Remove code from hypatia.path. This package no longer supports PathIndex.
Remove interfaces.IIndexQuery interface. It was never relevant, as indices cannot be expected to implement all of its methods, only the ones which apply to each index.
BaseIndexMixin no longer supplies default implementation of applyFoo methods which raise NotImplementedError. Each index is now responsible for implementing all of its own applyFoo methods. This is in the interest of fidelity with new query methods such as eq, which are similarly not implemented in the base.
Indexes are now compelled to implement a qname method for use by queries.
DoesNotContain query renamed to NotContains for symmetry with other negated query names.
New index methods: eq, noteq, ge, le, lt, gt, any, notany, all, notall, inrange, notinrange, contains, notcontains. These methods return query objects. Ex:
Query objects refactored internally to deal in index objects rather than index names.
The query.parse_query function now requires a catalog argument.
Query objects now supply an .execute method which returns a ResultSet.
ResultSet objects are returned from .execute. They represent a set of docids; they are iterable and have various methods for obtaining single objects (like one, first) and sorting (sort).
All Query objects now have a flush method which accepts arbitrary positional and keyword arguments. Calling the flush method of a query object will cause the flush method of all indexes participating in the query with the value passed to Query.flush with the same positional and keyword arguments.

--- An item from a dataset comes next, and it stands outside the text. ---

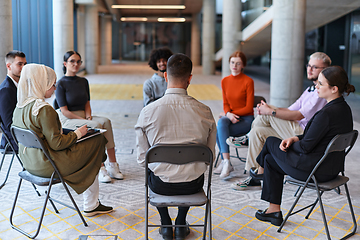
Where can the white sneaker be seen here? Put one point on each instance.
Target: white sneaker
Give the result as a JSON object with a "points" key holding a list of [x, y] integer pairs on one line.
{"points": [[238, 142], [103, 175], [227, 168], [218, 169], [114, 171]]}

This is to support Substance D upstream, which may require indexes to be flushed before a query happens.
Add a document_repr method to all indexes which accepts a docid and returns a string represnting the index’s knowledge about that docid.
- This version of the code is incompatible with indexes produced by 0.1a1. There is no upgrade script. Shame on you for using software with a 0.1a1 version number and expecting backwards compatibility.
hypatia.catalog.CatalogQuery.sortAPI for sorting external sets of docids based on index values.
- Add IIndexEnumeration interface, which all indexes must support.
This implied the following backwards incompatibilities:
- New interface methods: docids, docids_count, indexed, indexed_count, not_indexed and not_indexed_count.
- documentCount method renamed to indexed_count.
- wordCount method renamed to word_count.
- Remove unused INBest interface.
- IIndexInjection interface clear method renamed to reset to prevent confusion with dictionary clear (catalog is often dictionarylike). Catalog clear_indexes method replaced with reset.
- Initial release: fork of repoze.catalog and zope.index, combined.